2. The software trains the second model (stored in `CVMdl.Trained{2}`) by using the observations in the first group and the last three groups. The software reserves the observations in the second group for validation.

3. The software proceeds in a similar manner for the third, fourth, and fifth models.

If you validate by using `kfoldPredict`, the software computes predictions for the observations in group i by using the ith model. In short, the software estimates a response for every observation by using the model trained without that observation.

## Creation

You can create a `RegressionPartitionedGP` object in two ways:

• Create a cross-validated model from a GPR model object `RegressionGP` by using the `crossval` object function.

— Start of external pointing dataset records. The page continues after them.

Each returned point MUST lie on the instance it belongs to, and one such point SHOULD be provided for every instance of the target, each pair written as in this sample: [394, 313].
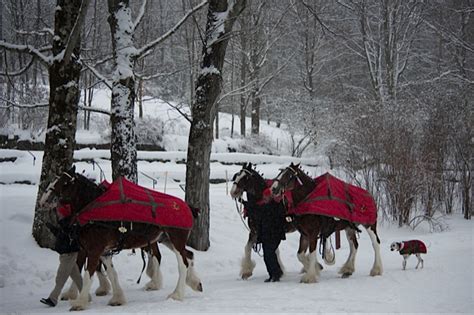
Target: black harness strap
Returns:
[144, 264]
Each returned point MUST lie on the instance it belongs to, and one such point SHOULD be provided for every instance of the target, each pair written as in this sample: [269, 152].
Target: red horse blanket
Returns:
[412, 247]
[335, 198]
[126, 201]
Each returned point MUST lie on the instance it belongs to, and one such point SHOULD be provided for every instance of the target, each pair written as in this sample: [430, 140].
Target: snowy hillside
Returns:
[444, 285]
[157, 114]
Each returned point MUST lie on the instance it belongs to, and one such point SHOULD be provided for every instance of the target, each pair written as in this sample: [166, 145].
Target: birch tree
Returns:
[64, 70]
[221, 16]
[123, 141]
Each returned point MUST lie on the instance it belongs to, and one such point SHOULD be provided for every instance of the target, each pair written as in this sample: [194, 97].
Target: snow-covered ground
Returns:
[27, 272]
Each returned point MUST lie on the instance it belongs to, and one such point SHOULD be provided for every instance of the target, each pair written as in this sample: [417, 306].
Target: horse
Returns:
[310, 226]
[95, 239]
[252, 182]
[152, 271]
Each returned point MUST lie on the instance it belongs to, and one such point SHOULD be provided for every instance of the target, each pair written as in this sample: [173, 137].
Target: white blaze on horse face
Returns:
[275, 186]
[47, 194]
[235, 191]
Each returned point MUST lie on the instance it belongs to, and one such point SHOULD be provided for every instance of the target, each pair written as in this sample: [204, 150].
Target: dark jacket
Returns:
[413, 247]
[269, 220]
[66, 237]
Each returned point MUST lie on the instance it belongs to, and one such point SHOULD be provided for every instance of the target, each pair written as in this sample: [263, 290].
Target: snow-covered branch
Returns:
[18, 72]
[11, 104]
[26, 49]
[98, 75]
[76, 32]
[140, 15]
[170, 32]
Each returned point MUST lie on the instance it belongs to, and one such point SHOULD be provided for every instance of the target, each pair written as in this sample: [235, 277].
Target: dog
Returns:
[407, 248]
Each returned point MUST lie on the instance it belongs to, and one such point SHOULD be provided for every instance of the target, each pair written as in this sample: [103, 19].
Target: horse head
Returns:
[289, 178]
[71, 188]
[247, 180]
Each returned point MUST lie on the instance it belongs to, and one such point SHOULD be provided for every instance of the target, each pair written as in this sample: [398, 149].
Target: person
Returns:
[67, 246]
[270, 219]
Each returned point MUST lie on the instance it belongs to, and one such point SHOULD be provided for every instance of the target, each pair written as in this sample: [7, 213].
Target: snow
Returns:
[27, 272]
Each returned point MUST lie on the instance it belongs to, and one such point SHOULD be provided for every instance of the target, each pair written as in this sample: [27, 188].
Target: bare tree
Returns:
[64, 71]
[220, 20]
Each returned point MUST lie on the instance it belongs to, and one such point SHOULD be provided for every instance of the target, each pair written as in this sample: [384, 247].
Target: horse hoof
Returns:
[76, 308]
[114, 303]
[199, 287]
[175, 296]
[306, 279]
[151, 287]
[246, 275]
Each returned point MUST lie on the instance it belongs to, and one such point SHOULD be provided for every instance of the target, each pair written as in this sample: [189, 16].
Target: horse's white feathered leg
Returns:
[377, 268]
[247, 264]
[178, 293]
[279, 260]
[329, 255]
[192, 280]
[420, 261]
[404, 264]
[349, 266]
[104, 284]
[71, 293]
[118, 297]
[304, 260]
[82, 302]
[312, 271]
[154, 272]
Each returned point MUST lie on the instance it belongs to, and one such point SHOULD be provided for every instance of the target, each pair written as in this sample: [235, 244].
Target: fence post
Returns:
[226, 183]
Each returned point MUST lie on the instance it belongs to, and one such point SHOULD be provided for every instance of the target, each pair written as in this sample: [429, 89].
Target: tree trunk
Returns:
[123, 151]
[62, 118]
[256, 101]
[208, 88]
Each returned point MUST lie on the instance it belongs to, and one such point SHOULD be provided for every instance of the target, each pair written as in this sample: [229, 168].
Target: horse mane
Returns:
[88, 191]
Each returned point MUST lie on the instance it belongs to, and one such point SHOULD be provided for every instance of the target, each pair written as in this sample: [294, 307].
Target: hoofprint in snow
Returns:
[444, 285]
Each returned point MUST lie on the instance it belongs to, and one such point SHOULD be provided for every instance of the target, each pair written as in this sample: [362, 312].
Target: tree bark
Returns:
[123, 151]
[208, 88]
[62, 118]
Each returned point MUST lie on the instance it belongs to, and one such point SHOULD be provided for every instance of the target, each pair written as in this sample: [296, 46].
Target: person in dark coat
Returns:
[270, 223]
[67, 246]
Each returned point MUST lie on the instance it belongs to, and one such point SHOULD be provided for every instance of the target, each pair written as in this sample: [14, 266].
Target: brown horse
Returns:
[95, 239]
[251, 182]
[311, 226]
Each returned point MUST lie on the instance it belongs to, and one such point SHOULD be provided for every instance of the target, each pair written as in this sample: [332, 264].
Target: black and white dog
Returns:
[407, 248]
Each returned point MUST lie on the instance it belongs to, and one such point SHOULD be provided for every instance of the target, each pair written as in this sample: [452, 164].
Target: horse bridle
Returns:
[293, 175]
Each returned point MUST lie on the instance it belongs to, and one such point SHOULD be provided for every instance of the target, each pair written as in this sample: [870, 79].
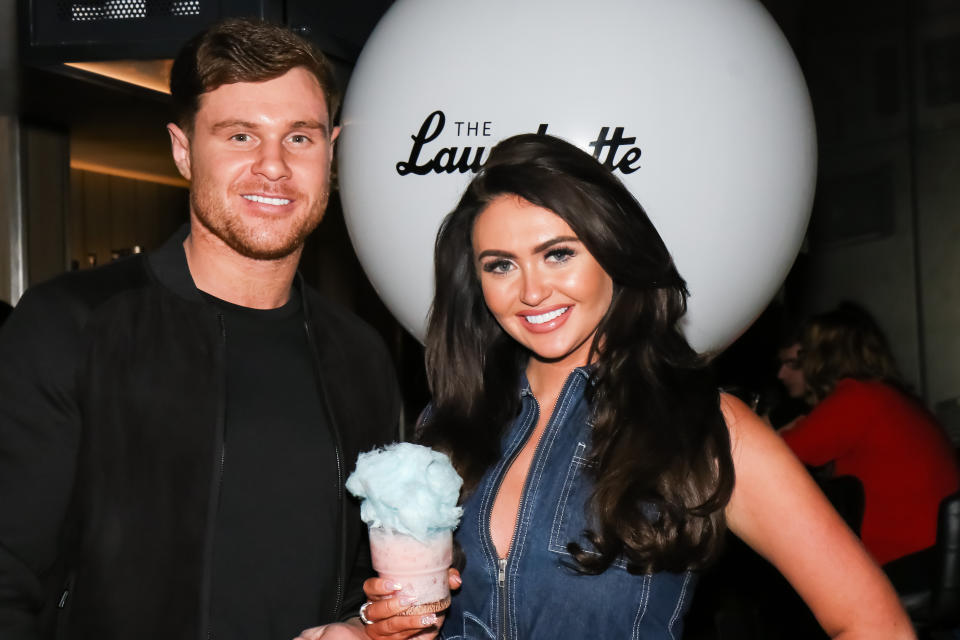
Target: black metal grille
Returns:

• Create a cross-validated model by using the `fitrgp` function and specifying one of the name-value arguments `CrossVal`, `CVPartition`, `Holdout`, `KFold`, or `Leaveout`.

Regardless of whether you train a full or cross-validated GPR model first, you cannot specify an `ActiveSet` value in the call to `fitrgp`.

## Properties

expand all

### Cross-Validation Properties

This property is read-only.

Cross-validated model name, specified as `'GP'`.

Data Types: `char`

This property is read-only.

Number of cross-validated folds, specified as a positive integer.

Data Types: `double`

This property is read-only.

Cross-validation parameter values, specified as an `EnsembleParams` object. The parameter values correspond to the values of the name-value arguments used to cross-validate the GPR model. `ModelParameters` does not contain estimated parameters.

You can access the properties of `ModelParameters` using dot notation.

This property is read-only.

Data partition indicating how the software splits the data into cross-validation folds, specified as a `cvpartition` model.

This property is read-only.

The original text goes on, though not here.